Recent premieres of Bolcom's music cover a broad range, including: a Symphonic Concerto for the Met Orchestra premiered at Carnegie Hall, May 19, 2002; a Piano Quintet written to honor Isaac Stern's 80th birthday, premiered by Stern, members of the Emerson Quartet, and pianist Jonathan Biss in Washington, D.C. on March 10, 2001; A View from the Bridge, an opera commissioned by the Lyric Opera of Chicago and premiered there on October 9, 1999 (in December 2002 the Metropolitan Opera will present seven performances); and the Sixth Symphony, commissioned by the National Symphony Orchestra, premiered in February 1998 by the NSO, Leonard Slatkin conducting.
Future works commissioned include A Wedding, an opera based on Robert Altman's movie (with libretto by Arnold Weinstein), which will be premiered at the Lyric Opera of Chicago in December 2004.

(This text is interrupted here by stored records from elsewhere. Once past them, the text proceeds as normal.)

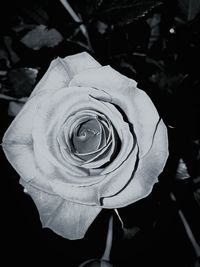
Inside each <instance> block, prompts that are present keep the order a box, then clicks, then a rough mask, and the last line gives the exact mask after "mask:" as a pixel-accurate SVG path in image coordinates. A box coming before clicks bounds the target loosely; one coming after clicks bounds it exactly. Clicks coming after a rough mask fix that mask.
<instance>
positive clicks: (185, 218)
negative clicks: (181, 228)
mask: <svg viewBox="0 0 200 267" xmlns="http://www.w3.org/2000/svg"><path fill="white" fill-rule="evenodd" d="M170 195H171V199H172V200H173V201H176V197H175V195H174V194H173V193H171V194H170ZM178 214H179V217H180V219H181V222H182V224H183V226H184V228H185V231H186V234H187V236H188V239H189V240H190V242H191V244H192V246H193V249H194V252H195V254H196V257H197V258H198V257H200V246H199V244H198V243H197V241H196V239H195V237H194V234H193V232H192V229H191V227H190V225H189V223H188V221H187V220H186V218H185V215H184V214H183V212H182V210H181V209H180V208H178Z"/></svg>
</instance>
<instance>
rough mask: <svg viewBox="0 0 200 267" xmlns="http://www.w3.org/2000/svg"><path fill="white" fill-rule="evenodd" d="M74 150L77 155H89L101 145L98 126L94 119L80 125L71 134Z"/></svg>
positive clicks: (97, 123) (87, 121)
mask: <svg viewBox="0 0 200 267" xmlns="http://www.w3.org/2000/svg"><path fill="white" fill-rule="evenodd" d="M72 141H73V145H74V149H75V151H76V152H78V153H90V152H93V151H95V150H97V149H98V148H99V144H100V143H101V134H100V125H99V122H98V121H97V120H95V119H91V120H88V121H86V122H83V123H81V124H80V125H79V126H78V127H76V129H75V130H74V132H73V137H72Z"/></svg>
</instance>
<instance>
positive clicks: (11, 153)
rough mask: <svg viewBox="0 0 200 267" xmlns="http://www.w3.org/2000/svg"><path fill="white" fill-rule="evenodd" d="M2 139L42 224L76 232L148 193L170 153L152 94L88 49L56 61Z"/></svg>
mask: <svg viewBox="0 0 200 267" xmlns="http://www.w3.org/2000/svg"><path fill="white" fill-rule="evenodd" d="M2 145H3V150H4V152H5V154H6V156H7V158H8V160H9V162H10V163H11V164H12V166H13V167H14V168H15V170H16V171H17V172H18V173H19V175H20V177H21V178H20V183H21V184H22V185H23V186H24V187H25V189H26V190H27V191H28V193H29V194H30V196H31V197H32V198H33V200H34V202H35V204H36V206H37V208H38V210H39V214H40V218H41V222H42V225H43V226H44V227H49V228H51V229H52V230H53V231H54V232H56V233H57V234H59V235H61V236H63V237H65V238H69V239H78V238H82V237H83V236H84V235H85V233H86V231H87V229H88V227H89V226H90V224H91V223H92V222H93V220H94V219H95V218H96V216H97V215H98V214H99V212H100V211H101V210H102V209H103V208H106V209H113V208H119V207H124V206H127V205H129V204H131V203H134V202H135V201H137V200H139V199H141V198H144V197H145V196H147V195H148V194H149V193H150V192H151V190H152V188H153V185H154V184H155V183H156V182H157V181H158V175H159V174H160V173H161V172H162V170H163V167H164V165H165V163H166V159H167V157H168V139H167V130H166V127H165V125H164V123H163V121H162V119H161V118H160V117H159V115H158V113H157V111H156V109H155V107H154V105H153V103H152V102H151V100H150V98H149V97H148V96H147V95H146V93H144V92H143V91H142V90H140V89H138V88H137V84H136V82H135V81H134V80H132V79H129V78H127V77H125V76H123V75H121V74H120V73H118V72H117V71H115V70H114V69H112V68H111V67H110V66H104V67H102V66H101V65H100V64H99V63H98V62H97V61H95V60H94V59H93V58H92V57H91V56H90V55H89V54H87V53H85V52H84V53H80V54H76V55H73V56H68V57H66V58H64V59H60V58H58V59H55V60H53V61H52V63H51V65H50V67H49V69H48V70H47V72H46V74H45V75H44V77H43V78H42V79H41V81H40V82H39V83H38V85H37V86H36V88H35V89H34V90H33V92H32V94H31V96H30V98H29V99H28V101H27V103H26V104H25V105H24V107H23V108H22V110H21V111H20V113H19V114H18V115H17V117H16V118H15V119H14V121H13V122H12V123H11V125H10V127H9V128H8V130H7V131H6V133H5V135H4V138H3V144H2Z"/></svg>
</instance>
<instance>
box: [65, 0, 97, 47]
mask: <svg viewBox="0 0 200 267" xmlns="http://www.w3.org/2000/svg"><path fill="white" fill-rule="evenodd" d="M60 2H61V3H62V5H63V6H64V8H65V9H66V10H67V12H68V13H69V14H70V16H71V17H72V19H73V20H74V21H75V22H77V23H80V24H81V25H80V30H81V32H82V34H83V35H84V36H85V39H86V40H87V43H88V47H89V49H90V51H91V52H93V48H92V45H91V42H90V38H89V35H88V31H87V28H86V27H85V25H84V24H83V21H82V20H81V19H80V17H79V16H78V15H77V14H76V12H75V11H74V10H73V9H72V7H71V6H70V4H69V3H68V1H67V0H60Z"/></svg>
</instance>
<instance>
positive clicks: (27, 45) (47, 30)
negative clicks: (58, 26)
mask: <svg viewBox="0 0 200 267" xmlns="http://www.w3.org/2000/svg"><path fill="white" fill-rule="evenodd" d="M62 40H63V37H62V35H61V34H60V33H59V32H58V31H57V30H56V29H54V28H52V29H49V30H48V29H47V27H46V26H45V25H38V26H36V27H35V28H34V29H33V30H31V31H29V32H28V33H27V34H26V35H25V36H24V37H22V39H21V42H22V43H23V44H25V45H26V46H27V47H29V48H32V49H33V50H39V49H40V48H43V47H54V46H56V45H58V44H59V43H60V42H62Z"/></svg>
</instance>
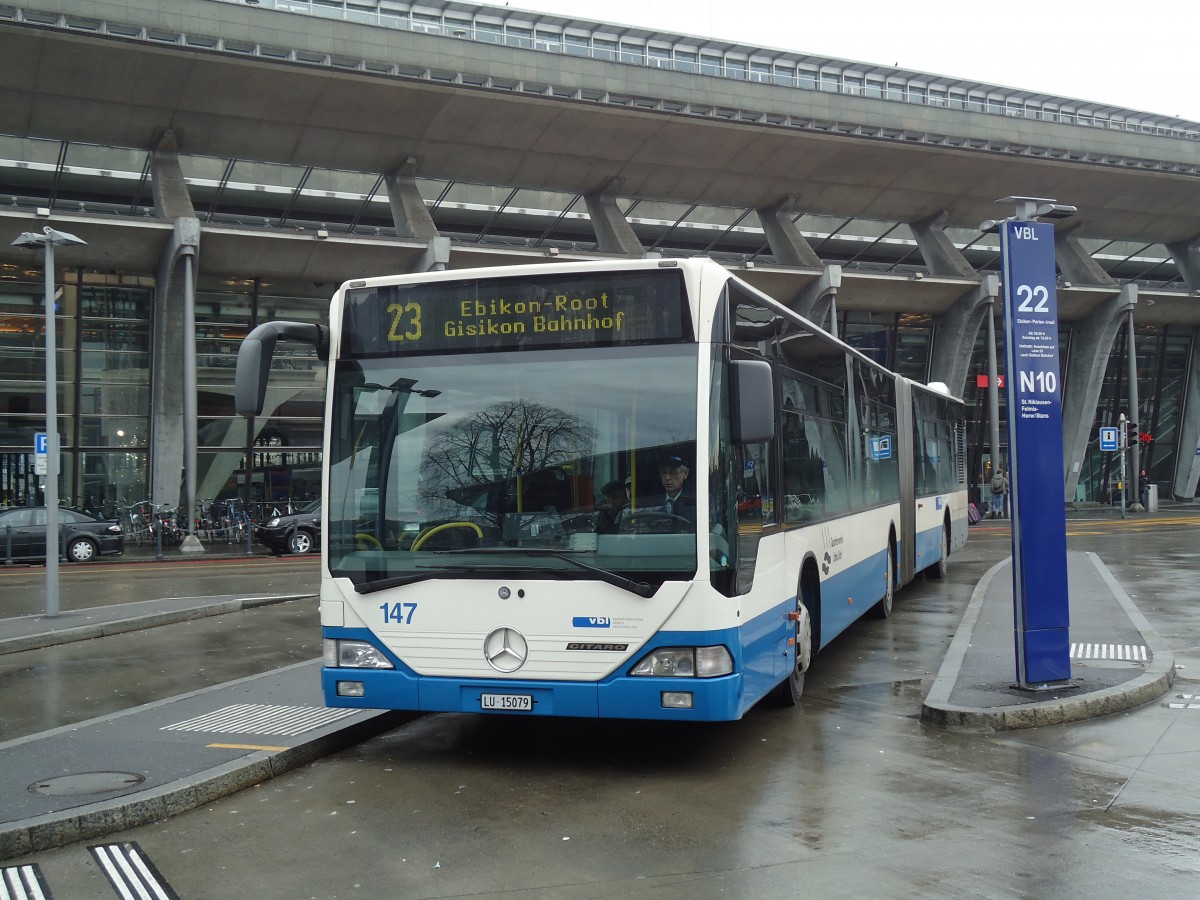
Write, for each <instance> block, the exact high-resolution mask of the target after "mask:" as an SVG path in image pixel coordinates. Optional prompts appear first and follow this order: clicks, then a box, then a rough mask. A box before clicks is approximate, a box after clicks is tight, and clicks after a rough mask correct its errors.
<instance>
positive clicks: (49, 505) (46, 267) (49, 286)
mask: <svg viewBox="0 0 1200 900" xmlns="http://www.w3.org/2000/svg"><path fill="white" fill-rule="evenodd" d="M86 242H88V241H85V240H83V239H80V238H76V236H74V235H73V234H67V233H66V232H56V230H55V229H53V228H50V227H49V226H46V227H44V228H43V229H42V234H37V233H36V232H25V233H24V234H22V235H20V236H19V238H17V240H14V241H13V242H12V246H14V247H31V248H35V250H36V248H37V247H44V248H46V442H47V446H46V616H47V617H53V616H58V614H59V553H61V552H62V547H61V544H62V541H61V538H60V535H59V385H58V374H59V370H58V354H56V352H55V350H56V343H58V341H56V338H55V334H54V326H55V322H54V247H55V246H56V245H60V244H61V245H66V244H86Z"/></svg>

Bolcom's Lyric Concerto was commissioned by the Koussevitzky Music Foundation and the Barlow Endowment for Music Composition for flutist James Galway, conductor Leonard Slatkin, and the Saint Louis Symphony. The dedicatees gave the premiere in October 1993.
This concerto was custom designed for Galway, from the nimble charm of the opening "Leprechaun" movement to the jazzy tailored finale, "A Bespoke Rondo." Bolcom even quotes an Irish folk song, "May Morning Dew," from County Galway, in the middle movements.
The concerto is lyrical indeed in its profusion of tunes, revealing the composer's characteristic wit and affection for popular music. But it is a dancing concerto as much as a singing one. "Leprechaun" leaps into immediate action. The solo part scampers along in a haunted hurry through a classically balanced scenario. The orchestra - which has piccolo and alto flute, but no standard flute to be confused aurally with the protagonist - provides some of its own solo interaction in a fey texture very much like a Mendelssohn scherzo.
The second movement, "Waltz-Clog," is Bolcom's updated take on the classical minuet and trio form. Here a New York waltz surrounds a sort of stomping jig, with a folk song counter-melody and a little solo cadenza before the close. The slow movement is a decidedly troubled reverie for the soloist, recalling the folksong from the second movement against a glazed background of still string chords.
The finale opens with a jaunty rag, reminding us of Bolcom's abundantly expressed fascination with that style. He transforms this into a manic salute to Dizzy Gillespie and bebop, "Bebopo-gorrah: Tombeau de Diz." A crooning beguine introduces a new section, soon jolted out of its supple rhapsodizing by timpani, bongos, and snare drum. There are references to material from earlier movements, as Bolcom explores traditional architectural devices as eagerly as he reinterprets vernacular styles.
-- John Henken serves as Director of Publications for the Los Angeles Philharmonic.